Devemos reconhecer que este tema pouco esteve presente em nosso passado formativo, nem na família e nem na escola. O diferente, mais que riqueza sempre foi visto como algo conflitivo e que deveria ser evitado. Graças ao bom Deus isso foi sendo superado e chegamos ao entendimento que sem o diferente a ser conjugado não haveria motivos para o diálogo, mas somente realidades justapostas.
Seguindo o pensamento do teólogo Memore Restori da revista Mundo e Missão damos mais um passo nessa importante reflexão sobre a multiculturalidade. Ele, fala da diversidade cultural como patrimônio comum da humanidade, a partir da afirmação da UNESCO: “Fonte de intercâmbios, de inovação e de criatividade, a diversidade cultural é, para o gênero humano, tão necessária como a diversidade biológica é para a natureza”. Conseguimos visualizar a importância do tema só a partir dessa comparação?
Memore começa afirmando que a composição multicultural da sociedade hodierna, favorecida pela globalização, tornou-se uma sociedade sem volta. A presença concomitante de diferentes culturas é extremamente positiva quando o encontro delas é visto como uma fonte de enriquecimento mútuo. Porém, pode ser um grande problema quando o multiculturalismo é percebido como uma ameaça para a coesão social, a proteção e o exercício dos direitos de indivíduos ou grupos.
Não é fácil construir uma relação equilibrada e pacífica entre culturas pré-existente e novas culturas; muitas vezes as tradições consolidadas entram em conflito com os novos costumes vindos das culturas alheias. A sociedade multicultural tem sido – e hoje ainda mais – objeto de preocupações de governos e organizações internacionais. A realidade cultural mostra claramente essa problemática que, muitas vezes, é enfrentada de forma exclusivista, racista e preconceituosa.

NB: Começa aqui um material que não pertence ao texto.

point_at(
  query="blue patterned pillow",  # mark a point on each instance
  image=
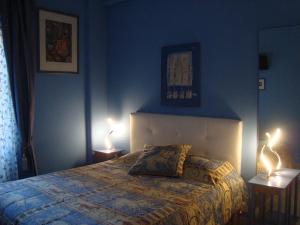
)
(161, 161)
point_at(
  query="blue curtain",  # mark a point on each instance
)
(18, 19)
(9, 138)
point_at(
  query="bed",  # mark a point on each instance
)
(105, 193)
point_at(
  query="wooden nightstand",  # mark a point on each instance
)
(101, 155)
(263, 189)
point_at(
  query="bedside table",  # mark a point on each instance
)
(277, 185)
(101, 155)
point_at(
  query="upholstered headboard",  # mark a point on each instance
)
(211, 137)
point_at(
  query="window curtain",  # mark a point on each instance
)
(18, 19)
(9, 138)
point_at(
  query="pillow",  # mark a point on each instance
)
(206, 170)
(161, 161)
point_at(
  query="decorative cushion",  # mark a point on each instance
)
(161, 161)
(206, 170)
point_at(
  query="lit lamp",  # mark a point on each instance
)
(114, 128)
(270, 158)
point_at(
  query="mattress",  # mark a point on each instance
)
(104, 193)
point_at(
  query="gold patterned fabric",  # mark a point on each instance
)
(161, 161)
(106, 194)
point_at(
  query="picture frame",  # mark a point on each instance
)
(180, 75)
(261, 83)
(58, 42)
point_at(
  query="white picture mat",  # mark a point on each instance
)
(57, 66)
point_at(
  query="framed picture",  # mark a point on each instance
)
(58, 42)
(180, 75)
(261, 84)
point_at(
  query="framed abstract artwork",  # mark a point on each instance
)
(58, 42)
(180, 75)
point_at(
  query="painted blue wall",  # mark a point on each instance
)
(67, 105)
(227, 31)
(279, 103)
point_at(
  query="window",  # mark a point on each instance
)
(9, 141)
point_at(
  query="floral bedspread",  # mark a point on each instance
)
(104, 193)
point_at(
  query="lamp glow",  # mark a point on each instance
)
(272, 141)
(117, 128)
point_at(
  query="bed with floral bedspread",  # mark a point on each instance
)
(105, 194)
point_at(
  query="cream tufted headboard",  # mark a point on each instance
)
(212, 137)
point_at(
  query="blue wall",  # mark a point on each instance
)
(67, 104)
(279, 103)
(71, 109)
(227, 31)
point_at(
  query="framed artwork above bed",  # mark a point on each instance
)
(58, 42)
(180, 75)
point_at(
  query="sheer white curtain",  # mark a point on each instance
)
(9, 139)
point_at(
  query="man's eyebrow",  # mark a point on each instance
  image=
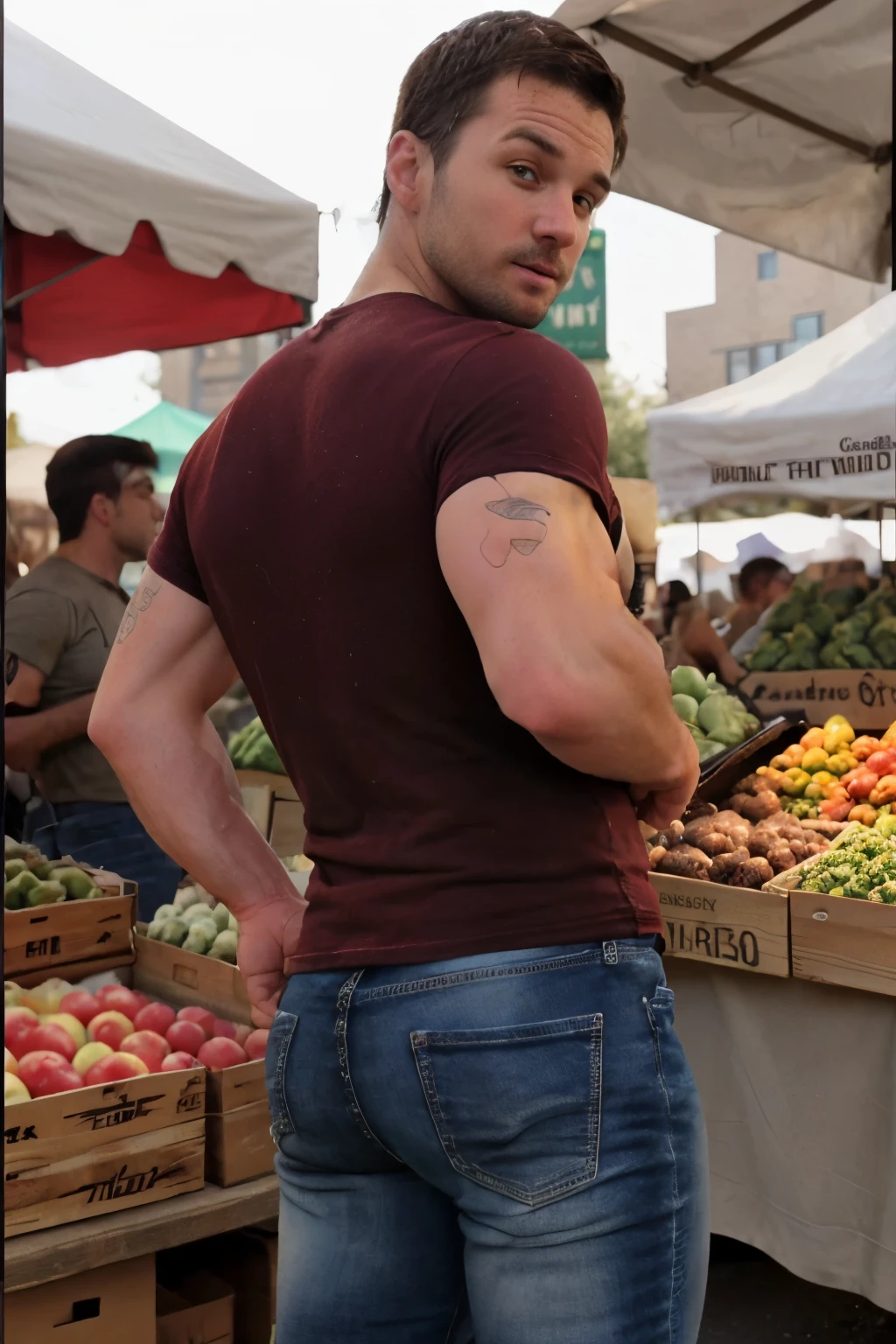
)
(547, 147)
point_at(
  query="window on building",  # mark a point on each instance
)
(808, 327)
(738, 365)
(767, 265)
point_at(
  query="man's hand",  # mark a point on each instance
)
(268, 935)
(657, 807)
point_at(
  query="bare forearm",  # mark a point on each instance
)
(621, 724)
(185, 790)
(29, 735)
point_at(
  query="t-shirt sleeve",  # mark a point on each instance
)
(39, 624)
(519, 402)
(172, 556)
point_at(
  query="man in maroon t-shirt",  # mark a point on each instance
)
(402, 536)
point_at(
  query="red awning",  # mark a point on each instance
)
(65, 303)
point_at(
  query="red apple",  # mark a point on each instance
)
(186, 1035)
(203, 1016)
(50, 1035)
(155, 1018)
(80, 1005)
(256, 1043)
(220, 1053)
(45, 1073)
(148, 1046)
(18, 1023)
(115, 1068)
(120, 999)
(178, 1060)
(110, 1028)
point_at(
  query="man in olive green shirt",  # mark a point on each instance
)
(62, 621)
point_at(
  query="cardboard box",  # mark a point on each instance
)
(866, 699)
(724, 927)
(88, 1152)
(195, 1309)
(186, 977)
(40, 937)
(840, 940)
(115, 1304)
(238, 1138)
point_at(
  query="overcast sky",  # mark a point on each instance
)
(304, 93)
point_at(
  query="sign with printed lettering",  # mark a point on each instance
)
(578, 318)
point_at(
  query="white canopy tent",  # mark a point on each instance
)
(83, 158)
(771, 120)
(818, 425)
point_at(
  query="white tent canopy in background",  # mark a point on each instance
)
(818, 425)
(795, 539)
(731, 162)
(113, 163)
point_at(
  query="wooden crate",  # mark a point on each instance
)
(238, 1138)
(186, 977)
(40, 937)
(273, 804)
(838, 940)
(88, 1152)
(121, 1296)
(866, 699)
(725, 927)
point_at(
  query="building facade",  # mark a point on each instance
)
(767, 305)
(206, 378)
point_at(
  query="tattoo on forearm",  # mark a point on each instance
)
(141, 601)
(522, 528)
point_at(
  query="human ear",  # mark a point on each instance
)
(407, 168)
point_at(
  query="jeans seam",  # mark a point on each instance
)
(343, 1005)
(557, 1187)
(673, 1286)
(451, 978)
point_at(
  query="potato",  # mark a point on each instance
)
(685, 862)
(762, 805)
(754, 872)
(725, 863)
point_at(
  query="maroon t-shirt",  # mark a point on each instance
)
(305, 516)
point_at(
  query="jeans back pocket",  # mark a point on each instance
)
(280, 1038)
(517, 1109)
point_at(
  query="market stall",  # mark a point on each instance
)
(768, 120)
(124, 231)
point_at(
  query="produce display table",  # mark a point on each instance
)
(798, 1086)
(40, 1256)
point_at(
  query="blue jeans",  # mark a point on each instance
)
(504, 1146)
(107, 835)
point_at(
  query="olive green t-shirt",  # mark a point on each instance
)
(63, 620)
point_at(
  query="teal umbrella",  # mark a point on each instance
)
(172, 431)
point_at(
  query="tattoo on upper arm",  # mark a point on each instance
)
(141, 601)
(522, 528)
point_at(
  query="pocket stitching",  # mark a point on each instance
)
(283, 1124)
(559, 1183)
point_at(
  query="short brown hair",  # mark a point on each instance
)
(444, 85)
(87, 466)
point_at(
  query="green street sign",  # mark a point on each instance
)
(578, 318)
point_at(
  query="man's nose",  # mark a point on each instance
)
(556, 220)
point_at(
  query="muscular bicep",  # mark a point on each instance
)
(531, 566)
(168, 649)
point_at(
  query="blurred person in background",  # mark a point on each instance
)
(760, 584)
(688, 636)
(62, 621)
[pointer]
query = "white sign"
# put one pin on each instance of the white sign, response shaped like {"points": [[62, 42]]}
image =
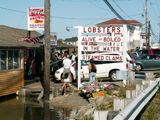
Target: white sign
{"points": [[53, 39], [100, 39], [102, 48], [102, 57], [36, 19], [116, 30]]}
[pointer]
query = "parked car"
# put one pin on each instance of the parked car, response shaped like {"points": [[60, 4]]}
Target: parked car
{"points": [[132, 55], [147, 62], [104, 68], [148, 51], [136, 54]]}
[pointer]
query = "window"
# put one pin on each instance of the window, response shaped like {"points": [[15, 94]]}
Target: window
{"points": [[3, 60], [146, 52], [21, 59], [156, 51], [13, 59]]}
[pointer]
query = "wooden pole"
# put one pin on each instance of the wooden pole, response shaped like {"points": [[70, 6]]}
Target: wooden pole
{"points": [[47, 51], [146, 27], [149, 45]]}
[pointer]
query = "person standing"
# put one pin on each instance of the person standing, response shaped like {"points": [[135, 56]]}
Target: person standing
{"points": [[67, 82], [76, 68], [54, 65], [29, 68], [92, 70], [38, 64], [66, 65], [60, 60], [73, 57]]}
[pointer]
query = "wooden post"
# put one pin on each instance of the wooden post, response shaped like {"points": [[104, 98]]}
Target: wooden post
{"points": [[149, 45], [47, 51], [146, 26]]}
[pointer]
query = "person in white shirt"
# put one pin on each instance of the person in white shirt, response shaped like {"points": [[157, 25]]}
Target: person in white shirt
{"points": [[66, 65], [73, 57]]}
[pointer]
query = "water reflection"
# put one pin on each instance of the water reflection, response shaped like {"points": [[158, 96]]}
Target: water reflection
{"points": [[21, 108]]}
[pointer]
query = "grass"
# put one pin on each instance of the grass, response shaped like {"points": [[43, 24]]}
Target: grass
{"points": [[152, 109]]}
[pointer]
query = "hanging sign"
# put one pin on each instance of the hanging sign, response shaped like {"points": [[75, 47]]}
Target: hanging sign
{"points": [[102, 57], [36, 19], [102, 48], [100, 39], [116, 30]]}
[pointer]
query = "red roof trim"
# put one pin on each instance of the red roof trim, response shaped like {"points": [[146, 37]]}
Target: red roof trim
{"points": [[117, 22]]}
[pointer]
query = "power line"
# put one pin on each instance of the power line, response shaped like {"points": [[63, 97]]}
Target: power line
{"points": [[108, 4], [121, 9], [153, 9], [157, 6], [98, 6]]}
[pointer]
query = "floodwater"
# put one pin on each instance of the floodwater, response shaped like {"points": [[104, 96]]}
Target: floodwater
{"points": [[29, 108]]}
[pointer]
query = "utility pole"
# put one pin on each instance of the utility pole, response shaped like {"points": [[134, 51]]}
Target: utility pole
{"points": [[146, 25], [47, 51], [149, 45], [159, 31]]}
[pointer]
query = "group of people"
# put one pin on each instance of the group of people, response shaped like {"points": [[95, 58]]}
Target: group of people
{"points": [[59, 61]]}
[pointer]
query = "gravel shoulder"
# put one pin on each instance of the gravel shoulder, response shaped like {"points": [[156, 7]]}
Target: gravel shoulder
{"points": [[73, 100]]}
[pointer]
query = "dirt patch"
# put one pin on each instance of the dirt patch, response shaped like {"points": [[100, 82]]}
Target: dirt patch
{"points": [[74, 100]]}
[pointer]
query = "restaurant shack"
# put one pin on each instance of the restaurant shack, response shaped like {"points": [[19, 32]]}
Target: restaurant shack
{"points": [[12, 55]]}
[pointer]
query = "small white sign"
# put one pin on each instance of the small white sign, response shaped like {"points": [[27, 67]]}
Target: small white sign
{"points": [[102, 57], [116, 30], [102, 48], [36, 19], [100, 39]]}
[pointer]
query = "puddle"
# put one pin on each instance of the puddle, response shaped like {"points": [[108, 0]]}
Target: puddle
{"points": [[21, 108]]}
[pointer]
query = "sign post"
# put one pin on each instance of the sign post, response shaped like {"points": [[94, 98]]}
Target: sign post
{"points": [[115, 45]]}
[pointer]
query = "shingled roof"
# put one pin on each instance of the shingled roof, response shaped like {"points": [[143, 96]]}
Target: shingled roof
{"points": [[9, 39], [71, 40], [117, 22]]}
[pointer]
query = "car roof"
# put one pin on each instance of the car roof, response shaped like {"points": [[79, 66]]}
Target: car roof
{"points": [[148, 49]]}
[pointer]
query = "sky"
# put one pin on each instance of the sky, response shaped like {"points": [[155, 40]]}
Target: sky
{"points": [[87, 13]]}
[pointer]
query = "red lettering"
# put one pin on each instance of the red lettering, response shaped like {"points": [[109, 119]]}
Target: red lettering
{"points": [[104, 29], [113, 29], [108, 30], [118, 29], [83, 39], [85, 48], [89, 29], [84, 30], [104, 48], [94, 29], [99, 29]]}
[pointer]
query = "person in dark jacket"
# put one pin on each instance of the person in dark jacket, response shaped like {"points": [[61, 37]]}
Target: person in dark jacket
{"points": [[29, 68], [54, 65]]}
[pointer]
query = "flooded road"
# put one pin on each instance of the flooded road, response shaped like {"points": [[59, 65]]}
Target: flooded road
{"points": [[20, 108]]}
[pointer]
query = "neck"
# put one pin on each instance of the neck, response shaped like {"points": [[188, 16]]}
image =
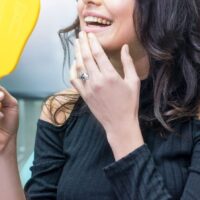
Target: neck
{"points": [[140, 60]]}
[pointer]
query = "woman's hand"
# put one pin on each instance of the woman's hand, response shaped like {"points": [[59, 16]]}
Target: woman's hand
{"points": [[9, 119], [112, 99]]}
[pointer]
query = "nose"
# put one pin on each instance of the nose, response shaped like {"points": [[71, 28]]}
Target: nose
{"points": [[95, 2]]}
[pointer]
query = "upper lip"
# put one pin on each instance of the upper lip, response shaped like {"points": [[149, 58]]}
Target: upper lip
{"points": [[94, 14]]}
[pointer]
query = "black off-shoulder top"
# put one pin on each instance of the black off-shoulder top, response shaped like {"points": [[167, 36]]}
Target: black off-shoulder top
{"points": [[75, 162]]}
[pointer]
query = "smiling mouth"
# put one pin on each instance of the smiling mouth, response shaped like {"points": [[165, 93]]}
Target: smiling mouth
{"points": [[97, 21]]}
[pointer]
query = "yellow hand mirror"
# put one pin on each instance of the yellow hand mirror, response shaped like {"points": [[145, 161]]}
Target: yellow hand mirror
{"points": [[17, 21]]}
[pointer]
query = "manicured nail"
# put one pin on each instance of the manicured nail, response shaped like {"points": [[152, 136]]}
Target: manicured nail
{"points": [[81, 34], [127, 49], [91, 35], [1, 115]]}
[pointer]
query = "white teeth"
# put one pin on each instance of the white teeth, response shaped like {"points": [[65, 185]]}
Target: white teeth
{"points": [[97, 19]]}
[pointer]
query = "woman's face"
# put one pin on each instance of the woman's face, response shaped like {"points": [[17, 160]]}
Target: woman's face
{"points": [[110, 20]]}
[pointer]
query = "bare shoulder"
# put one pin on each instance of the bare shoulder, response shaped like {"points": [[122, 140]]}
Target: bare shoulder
{"points": [[53, 103]]}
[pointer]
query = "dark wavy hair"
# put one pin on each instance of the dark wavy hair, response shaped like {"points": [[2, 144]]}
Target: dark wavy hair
{"points": [[169, 30]]}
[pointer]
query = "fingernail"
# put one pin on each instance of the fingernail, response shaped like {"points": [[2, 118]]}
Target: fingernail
{"points": [[127, 49], [81, 34], [1, 115], [91, 35]]}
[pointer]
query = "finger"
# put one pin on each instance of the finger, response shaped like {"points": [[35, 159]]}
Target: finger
{"points": [[72, 72], [100, 56], [79, 62], [78, 85], [87, 57], [7, 99], [128, 65]]}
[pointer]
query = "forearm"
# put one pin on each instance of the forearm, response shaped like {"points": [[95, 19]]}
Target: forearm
{"points": [[10, 185]]}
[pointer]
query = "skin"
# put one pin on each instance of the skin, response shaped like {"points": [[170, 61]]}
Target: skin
{"points": [[112, 91], [121, 32]]}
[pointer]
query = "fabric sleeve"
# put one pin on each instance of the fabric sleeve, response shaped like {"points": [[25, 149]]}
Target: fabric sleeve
{"points": [[48, 162], [135, 176]]}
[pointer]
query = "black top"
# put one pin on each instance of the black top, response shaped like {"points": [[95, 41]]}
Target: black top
{"points": [[75, 162]]}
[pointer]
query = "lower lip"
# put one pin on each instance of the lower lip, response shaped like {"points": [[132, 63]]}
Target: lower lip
{"points": [[95, 29]]}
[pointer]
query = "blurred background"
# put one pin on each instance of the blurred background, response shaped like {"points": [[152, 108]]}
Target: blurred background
{"points": [[40, 70]]}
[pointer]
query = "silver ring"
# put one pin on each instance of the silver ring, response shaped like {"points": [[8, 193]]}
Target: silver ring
{"points": [[84, 76]]}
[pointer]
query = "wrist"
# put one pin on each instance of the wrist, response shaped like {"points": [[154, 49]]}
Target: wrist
{"points": [[124, 141], [9, 150]]}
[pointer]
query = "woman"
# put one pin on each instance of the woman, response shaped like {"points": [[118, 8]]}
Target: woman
{"points": [[133, 133]]}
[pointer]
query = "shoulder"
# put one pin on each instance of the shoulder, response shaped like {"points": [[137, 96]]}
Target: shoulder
{"points": [[58, 105]]}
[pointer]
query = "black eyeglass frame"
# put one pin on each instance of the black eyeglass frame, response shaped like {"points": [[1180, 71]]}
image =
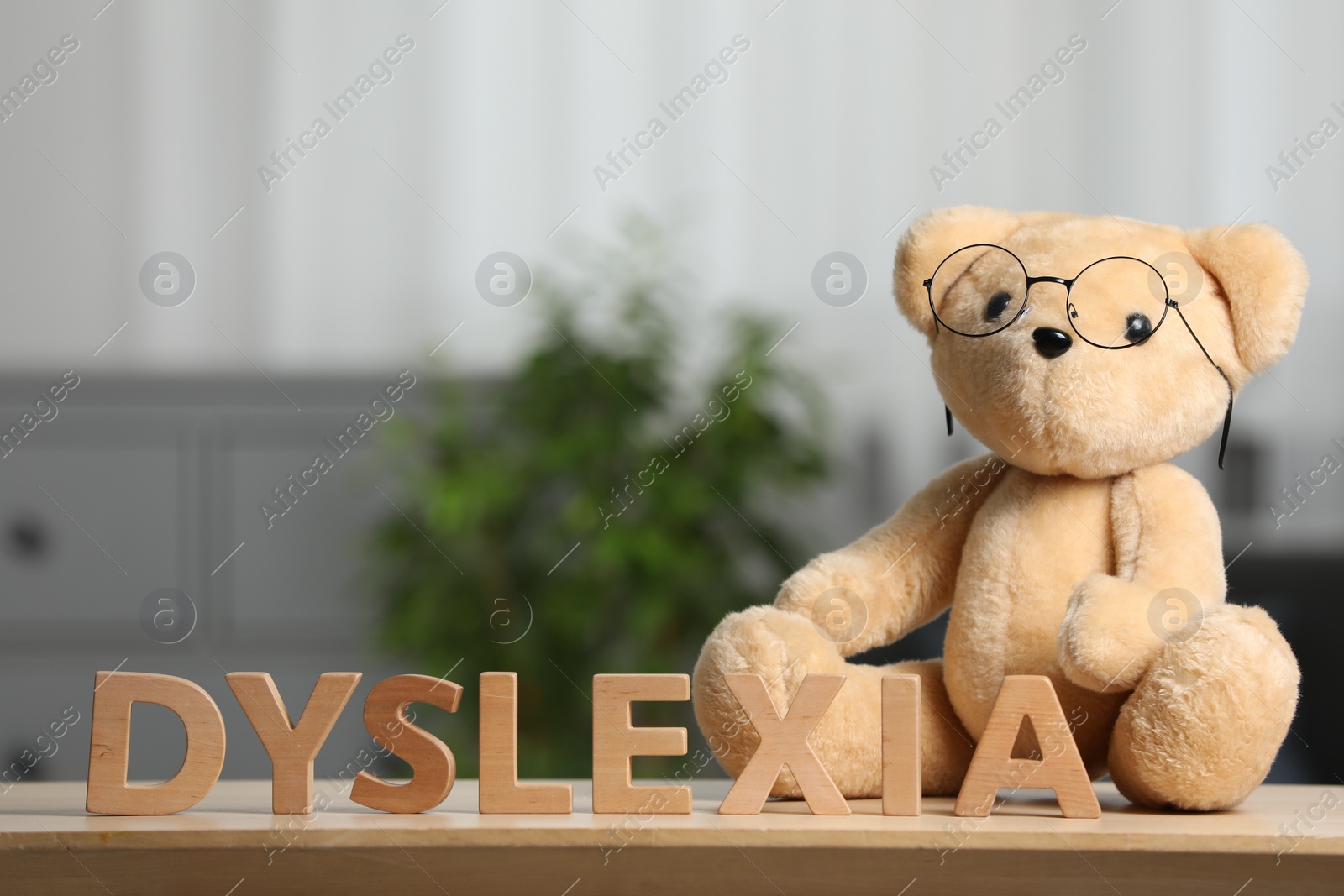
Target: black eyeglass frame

Apesar de possíveis conflitos emergentes nesse novo ‘caldo cultural’, faz-se cada vez mais urgente acreditar e investir na “Educação à Mundialidade e Interculturalidade”; com o objetivo firme de derrubar os muros do etnocentrismo – que despreza as culturas alheias – e do individualismo – que fecha o horizonte ao ‘Outro’ – e de abrir novos caminhos fundamentados no relativismo cultural, que faz tomar consciência dos próprios limites culturais.
Graças aos recursos do patrimônio cultural que vem adquirindo desde o nascimento, o homem é capaz de alcançar um desenvolvimento equilibrado de si mesmo, e um relacionamento saudável com o meio ambiente e com os outros seres humanos. A necessidade de um estreito vínculo com a sua cultura não exige dele um fechamento autoreferencial; ao contrário faz dele um ser capaz de encontro e reconhecimento das outras culturas.
As diferenças culturais não são a causa dos conflitos que agitam o mundo. Estes têm raízes políticas, econômicas, étnicas, religiosas, territoriais e não exclusiva ou principalmente culturais. O elemento cultural, histórico e simbólico, é muitas vezes usado para mobilizar as pessoas e até estimular a violência enraizada em competições econômicas, conflitos sociais, absolutismo político.
A crescente caracterização multicultural da sociedade e o risco de que, contra a sua verdadeira natureza, as mesmas culturas são utilizadas como elemento de contraste e conflito, são fatores que empurraram ainda mais para a tarefa de construir relações interculturais profundas entre pessoas e grupos, e ajudar a tornar as “Instituições de ensino” em locais privilegiados do diálogo intercultural.
O grande patrimônio cultural da humanidade deve encontrar nas escolas acolhimento, proteção, valorização e instrumento, para se recriar em um diálogo aberto, sincero e criativo.
Essa reflexão do Memore penso que pode provocar-nos a continuar o debate entre nós e nos nossos grupos. Pode parecer uma reflexão teórica que pouco tenha a ver conosco pessoalmente, mas é muito importante para lançar pontes e estabelecer diálogos que nos enriquecem, até mesmo espiritualmente.
A miscigenação de raças do povo brasileiro, deveria nos colocar numa condição avantajada, com relação a outros países, na superação das diferenças culturais e no acolhimento sereno da contribuição que cada cultura pode oferecer.
Além disso, com a facilidade da comunicação que nos coloca em contato com o mundo todo, não temos como impedir a influência positiva e enriquecedora que advém do mundo globalizado. Minha família que se comunica com minha sobrinha que está em Singapura, quase todos os dias, queira ou não vai acabar assimilando algum valor daquele povo asiático e a Samara que vive lá, com o tempo, vai passando seus valores humanos e culturais às pessoas que aproxima, mesmo sem querer.
E assim, o mundo vai ficar mais a mão de todo mundo, mais colorido, mais bonito, mais enriquecido, mais família humana. Vai ficando mais fácil de entender e assumir que o mundo todo é de Deus e que todos somos irmãos.